NER tagging in non-alphabetic language

Hi, I've been trying Prodigy this afternoon on NER annotation task in Chinese, and I find it a bit confusing and haven't figured out the boundary thing yet.

In alphabetic languages like English, the minimal unit of a sentence is letter and words are naturally seperated by spaces, tokenization of Engish is different from Chinese, which has no space in between words.

So when I'm trying to do use this rel.manual recipe for joint ner and re annotation, while the english annotation works fine, I can't figure out the right span/token configuration that make the pre-annotated entity boundaries display correctly when it comes to Chinese texts. I tried to make each Chinese character a unique token, and tried to make the boundary end = start, or make the end = start + 1, meanwhile keeping the token ends inclusive in the token span setting, they just never manage to display properly, and whenever I toggle on the spans to annotate them, some tokens would just disappear as if the token index are messed up.

I suspect there's something about spaces in between tokens that are written in the source code to deal with tokens in alphebatical languages, or does it has anything to do with tokenization in spaCy, so it might not work in Chinese?

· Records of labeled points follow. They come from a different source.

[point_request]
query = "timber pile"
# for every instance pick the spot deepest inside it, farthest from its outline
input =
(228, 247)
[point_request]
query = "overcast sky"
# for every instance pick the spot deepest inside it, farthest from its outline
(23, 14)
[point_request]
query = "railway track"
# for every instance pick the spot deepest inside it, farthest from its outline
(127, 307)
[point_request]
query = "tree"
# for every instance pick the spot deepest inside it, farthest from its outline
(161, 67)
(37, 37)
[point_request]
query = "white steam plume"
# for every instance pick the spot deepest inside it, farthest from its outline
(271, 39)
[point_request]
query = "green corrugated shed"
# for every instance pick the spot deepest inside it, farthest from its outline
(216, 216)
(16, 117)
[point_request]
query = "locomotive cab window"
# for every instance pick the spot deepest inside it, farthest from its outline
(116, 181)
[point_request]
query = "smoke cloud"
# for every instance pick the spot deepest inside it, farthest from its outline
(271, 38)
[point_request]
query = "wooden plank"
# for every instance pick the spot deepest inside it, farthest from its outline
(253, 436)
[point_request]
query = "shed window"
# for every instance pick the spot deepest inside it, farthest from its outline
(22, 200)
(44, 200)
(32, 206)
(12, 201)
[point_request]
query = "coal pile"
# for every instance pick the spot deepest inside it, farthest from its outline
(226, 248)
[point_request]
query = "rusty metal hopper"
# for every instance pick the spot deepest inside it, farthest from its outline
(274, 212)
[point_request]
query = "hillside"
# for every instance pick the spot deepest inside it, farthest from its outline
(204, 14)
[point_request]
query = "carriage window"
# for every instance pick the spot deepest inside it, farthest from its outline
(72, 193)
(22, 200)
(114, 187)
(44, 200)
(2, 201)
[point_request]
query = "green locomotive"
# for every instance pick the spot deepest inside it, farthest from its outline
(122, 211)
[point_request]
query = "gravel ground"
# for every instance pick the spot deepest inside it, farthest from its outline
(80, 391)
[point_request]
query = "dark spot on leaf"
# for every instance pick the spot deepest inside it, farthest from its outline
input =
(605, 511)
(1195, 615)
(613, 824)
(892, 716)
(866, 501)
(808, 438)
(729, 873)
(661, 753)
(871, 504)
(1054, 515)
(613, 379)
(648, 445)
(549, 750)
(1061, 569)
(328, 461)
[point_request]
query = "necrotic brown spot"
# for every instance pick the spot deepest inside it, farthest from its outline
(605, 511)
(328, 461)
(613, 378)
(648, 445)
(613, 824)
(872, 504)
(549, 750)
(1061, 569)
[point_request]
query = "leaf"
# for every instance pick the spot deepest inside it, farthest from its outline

I've also noticed on top left of the page the project info, it says the language is in english. Is there a parameter for language maybe, so I can set it to Chinese to make it work?

Many thanks.

Hi @psychedelicactus , welcome to Prodigy!

The tokenization in the Prodigy UI depends on the spacy model you passed. If you're passing an English model, like en_core_web_sm, then it will follow that language's rules. You can try passing one of the Chinese models and see if it helps.